If corporations could be jailed for murder, then Volkswagen would be looking at several life sentences right now.
Researchers from MIT and Harvard estimate that VW’s cheat software, which fooled testing equipment into thinking the cars’ pollution-spewing engines were in fact clean, will be responsible for killing 59 people.
Their study, published in Environmental Research Letters, details the effects of the excess pollutants from Volkswagen’s diesel engines from 2008 to 2015. During these seven years, the engines belched around 82 million pounds of nitrous oxide (NOx) into the air. For reference, that’s about 1% of the total for all light-duty vehicle emissions in 2015. The cars involved emit pollution at between 10 to 40 times the EPA’s maximum permitted levels. The researchers compute that around 59 early deaths will eventually be caused by this extra pollution, which causes asthma and a host of other respiratory problems.

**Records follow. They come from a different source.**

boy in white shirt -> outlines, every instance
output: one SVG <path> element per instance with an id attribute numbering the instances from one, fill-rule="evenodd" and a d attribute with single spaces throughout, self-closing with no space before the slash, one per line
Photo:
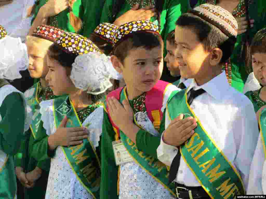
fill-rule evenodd
<path id="1" fill-rule="evenodd" d="M 222 71 L 236 41 L 237 23 L 227 11 L 205 4 L 176 24 L 181 75 L 193 79 L 168 100 L 158 158 L 171 166 L 169 182 L 176 182 L 178 198 L 232 198 L 245 194 L 259 135 L 252 103 Z M 179 121 L 191 116 L 184 124 Z M 194 132 L 187 140 L 177 138 L 184 126 Z"/>
<path id="2" fill-rule="evenodd" d="M 166 50 L 167 54 L 164 58 L 164 61 L 166 62 L 167 68 L 170 71 L 171 75 L 180 78 L 173 83 L 173 84 L 182 89 L 188 87 L 192 81 L 191 79 L 187 79 L 180 77 L 177 60 L 174 57 L 174 51 L 176 48 L 176 44 L 174 40 L 174 30 L 168 34 L 166 39 Z M 183 83 L 183 84 L 182 84 Z"/>

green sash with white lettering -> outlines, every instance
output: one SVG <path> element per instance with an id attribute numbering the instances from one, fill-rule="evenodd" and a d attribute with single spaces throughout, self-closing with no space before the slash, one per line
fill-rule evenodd
<path id="1" fill-rule="evenodd" d="M 262 144 L 263 145 L 264 154 L 266 158 L 266 108 L 261 111 L 260 115 L 259 121 L 260 125 L 260 133 L 262 139 Z"/>
<path id="2" fill-rule="evenodd" d="M 32 113 L 32 122 L 30 127 L 34 139 L 35 133 L 38 129 L 41 121 L 41 114 L 40 113 L 40 102 L 38 99 L 38 89 L 39 88 L 40 82 L 35 84 L 24 93 L 28 104 L 31 108 Z"/>
<path id="3" fill-rule="evenodd" d="M 82 126 L 73 105 L 69 105 L 69 97 L 54 100 L 55 123 L 57 128 L 65 116 L 68 119 L 66 127 Z M 66 157 L 81 183 L 94 198 L 99 198 L 101 167 L 98 157 L 89 139 L 79 145 L 62 147 Z"/>
<path id="4" fill-rule="evenodd" d="M 172 120 L 182 114 L 185 117 L 197 118 L 188 103 L 186 90 L 172 93 L 167 105 L 166 114 L 168 112 L 169 115 L 166 117 Z M 181 147 L 181 154 L 187 165 L 211 198 L 232 198 L 235 195 L 244 194 L 239 174 L 198 119 L 198 121 L 195 133 Z"/>
<path id="5" fill-rule="evenodd" d="M 125 93 L 125 89 L 121 92 L 120 101 L 122 103 L 127 97 Z M 141 127 L 137 123 L 134 118 L 135 124 L 140 128 Z M 120 137 L 129 154 L 135 160 L 136 162 L 143 169 L 153 177 L 157 181 L 167 189 L 173 196 L 176 197 L 174 191 L 175 186 L 173 183 L 169 184 L 168 176 L 169 172 L 166 166 L 152 157 L 145 154 L 138 150 L 136 144 L 131 141 L 120 129 Z"/>

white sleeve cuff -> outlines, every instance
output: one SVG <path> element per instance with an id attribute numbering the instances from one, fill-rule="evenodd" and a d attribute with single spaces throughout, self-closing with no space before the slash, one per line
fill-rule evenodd
<path id="1" fill-rule="evenodd" d="M 163 132 L 161 138 L 160 145 L 157 149 L 158 159 L 167 166 L 170 166 L 173 160 L 178 152 L 177 147 L 165 143 L 163 140 Z"/>

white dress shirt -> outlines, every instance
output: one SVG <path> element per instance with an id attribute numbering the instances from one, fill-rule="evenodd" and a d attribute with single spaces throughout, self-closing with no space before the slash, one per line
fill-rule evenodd
<path id="1" fill-rule="evenodd" d="M 247 81 L 244 85 L 243 93 L 245 94 L 250 90 L 253 91 L 257 90 L 260 88 L 261 87 L 259 82 L 257 80 L 254 75 L 254 73 L 252 72 L 250 73 L 248 76 Z"/>
<path id="2" fill-rule="evenodd" d="M 195 90 L 202 88 L 206 91 L 194 99 L 190 107 L 209 136 L 236 168 L 246 189 L 259 135 L 252 103 L 229 85 L 224 72 L 200 86 L 193 79 L 188 91 L 192 88 Z M 166 114 L 168 114 L 167 111 Z M 166 129 L 171 121 L 169 117 L 165 118 Z M 170 166 L 178 150 L 164 143 L 161 138 L 157 150 L 158 159 Z M 175 181 L 187 186 L 201 186 L 181 158 Z"/>
<path id="3" fill-rule="evenodd" d="M 185 84 L 185 85 L 186 86 L 186 87 L 187 88 L 189 86 L 190 84 L 192 82 L 192 81 L 193 80 L 193 79 L 186 79 L 185 78 L 181 77 L 180 78 L 180 81 L 179 82 L 179 83 L 178 85 L 179 86 L 179 84 L 182 82 Z"/>

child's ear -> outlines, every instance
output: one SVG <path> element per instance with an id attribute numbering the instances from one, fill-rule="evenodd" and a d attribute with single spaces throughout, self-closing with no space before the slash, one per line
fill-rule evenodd
<path id="1" fill-rule="evenodd" d="M 221 61 L 223 57 L 223 51 L 219 48 L 215 48 L 211 51 L 211 57 L 210 60 L 211 65 L 217 66 Z"/>
<path id="2" fill-rule="evenodd" d="M 119 73 L 122 72 L 123 65 L 118 58 L 115 55 L 112 55 L 111 56 L 111 59 L 114 69 Z"/>

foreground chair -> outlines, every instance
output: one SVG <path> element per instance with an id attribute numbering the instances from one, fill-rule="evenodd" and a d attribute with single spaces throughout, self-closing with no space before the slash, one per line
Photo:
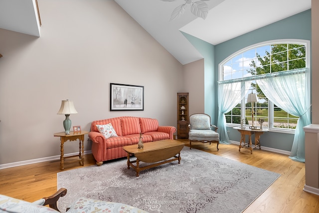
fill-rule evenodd
<path id="1" fill-rule="evenodd" d="M 211 129 L 215 128 L 215 131 Z M 195 113 L 189 116 L 189 131 L 188 139 L 190 148 L 191 149 L 192 142 L 217 143 L 217 151 L 219 150 L 219 135 L 217 132 L 218 127 L 210 124 L 210 116 L 204 113 Z"/>
<path id="2" fill-rule="evenodd" d="M 59 213 L 57 202 L 59 198 L 66 194 L 67 190 L 60 189 L 51 196 L 43 198 L 33 203 L 21 201 L 0 195 L 0 213 Z M 49 205 L 50 208 L 44 206 Z M 66 209 L 67 213 L 97 213 L 98 212 L 148 213 L 147 212 L 120 203 L 108 202 L 103 201 L 80 198 L 70 204 Z"/>

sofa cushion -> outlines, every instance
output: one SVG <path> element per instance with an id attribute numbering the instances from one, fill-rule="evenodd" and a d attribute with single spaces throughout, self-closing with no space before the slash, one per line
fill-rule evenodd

Clearly, nobody will be jailed for these deaths—how would we even know who had died, and when? There won’t actually be 59 named individuals on VW’s corporate conscience. But the study’s authors picked an excellent way to frame its results. The extra pollutants are abstract to most of us, and we’re so habituated to both pollution and to corporate irresponsibility that we don’t even register them anymore. By converting the numbers into individual deaths, the MIT and Harvard researchers give us something to get angry about.
And we should be angry, because real individual humans at VW decided to design software that would let its cars dump dangerous levels of poison into the air. And not abstract air, either, but the actual air in your street. You breathed in the exact same NOx mentioned in this study when you went out walking or jogging. Your kids breathed it in as they played in their schoolyard.
Study author Steven Barrett tells MIT News that the VW death count is “about the same order of magnitude” as deaths caused by road transport accidents.
“If nothing’s done, these excess emissions will cause around another 140 deaths,” he said. “However, two-thirds of the total deaths could be avoided if the recalls could be done quickly, in the course of the next year.”
Right now, most of those cars are still out there–and the owners have no legal obligation to fix them–causing as much damage as they did before Volkswagen got caught.